Search code examples
rnaivebayes

How to create Naive Bayes in R for numerical and categorical variables


I am trying to implement a Naive Bayes model in R based on known information:

Age group, e.g. "18-24" and "25-34", etc.
Gender, "male" and "female"
Region, "London" and "Wales", etc.
Income, "£10,000 - £15,000", etc.
Job, "Full Time" and "Part Time", etc.

I am experiencing errors when implementing. My code is as per below:

library(readxl)
iphone <- read_excel("~/Documents/iPhone_1k.xlsx")
View(iphone)

summary(iphone)
iphone

library(caTools)
library(e1071)

set.seed(101) 
sample = sample.split(iphone$Gender, SplitRatio = .7)
train = subset(iphone, sample == TRUE)
test  = subset(iphone, sample == FALSE)

nB_model <- naiveBayes(Gender ~ Region + Retailer, data = train)
pred <- predict(nB_model, test, type="raw") 

In the above scenario, I have an excel file called iPhone_1k (1,000 entries relating to people who have visited a website to buy an iPhone).
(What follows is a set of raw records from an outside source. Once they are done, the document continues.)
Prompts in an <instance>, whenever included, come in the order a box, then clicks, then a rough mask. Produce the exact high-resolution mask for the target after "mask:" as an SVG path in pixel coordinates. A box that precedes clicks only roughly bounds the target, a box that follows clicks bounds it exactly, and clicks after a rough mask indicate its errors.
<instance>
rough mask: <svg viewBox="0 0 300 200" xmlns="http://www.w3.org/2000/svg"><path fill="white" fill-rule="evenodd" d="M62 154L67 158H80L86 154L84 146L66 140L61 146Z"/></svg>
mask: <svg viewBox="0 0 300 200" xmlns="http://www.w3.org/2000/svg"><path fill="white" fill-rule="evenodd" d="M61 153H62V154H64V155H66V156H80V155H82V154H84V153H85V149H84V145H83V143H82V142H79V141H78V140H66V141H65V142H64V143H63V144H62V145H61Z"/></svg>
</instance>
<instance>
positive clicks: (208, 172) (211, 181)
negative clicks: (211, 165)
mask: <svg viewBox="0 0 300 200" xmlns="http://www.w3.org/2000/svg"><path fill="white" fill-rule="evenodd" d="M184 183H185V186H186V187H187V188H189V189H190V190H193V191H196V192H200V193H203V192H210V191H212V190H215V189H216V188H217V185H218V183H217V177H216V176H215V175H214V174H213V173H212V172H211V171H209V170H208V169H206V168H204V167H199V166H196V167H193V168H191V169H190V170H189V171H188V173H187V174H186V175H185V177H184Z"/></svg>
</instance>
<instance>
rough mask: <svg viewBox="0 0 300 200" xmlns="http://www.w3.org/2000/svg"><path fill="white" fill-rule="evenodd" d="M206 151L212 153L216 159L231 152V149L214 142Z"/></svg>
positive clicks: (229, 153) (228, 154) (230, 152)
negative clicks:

Each row is a person visiting the website and the above demographics are known.

I have been trying to make the model work and have resorted to following the below link that uses only two variables (I would like to use a minimum of 4 but introduce more, if possible):

https://rpubs.com/dvorakt/144238

I want to be able to use these demographics to predict which retailer they will go to (also known for each instance in the iPhone_1k file). There are only 3 options. Can you please advise how to complete this?

P.S. Below is a screenshot of a simplified version of the data I have used to keep it simple in R. Once I get some code to work, I'll expand the number of variables and entries.

enter image description here


Solution

  • You are setting the problem incorrectly. It should be:

    naiveBayes(Retailer ~  Gender + Region + AgeGroup, data = train)    
    

    or in short

    naiveBayes(Retailer ~ ., data = train)  
    

    Also you might need to convert the columns into factors if they are characters. You can do it for all columns, right after reading from excel, by

    iphone[] <- lapply(iphone, factor)  
    

    Note that if you add numeric variables in the future, you should not apply this step on them.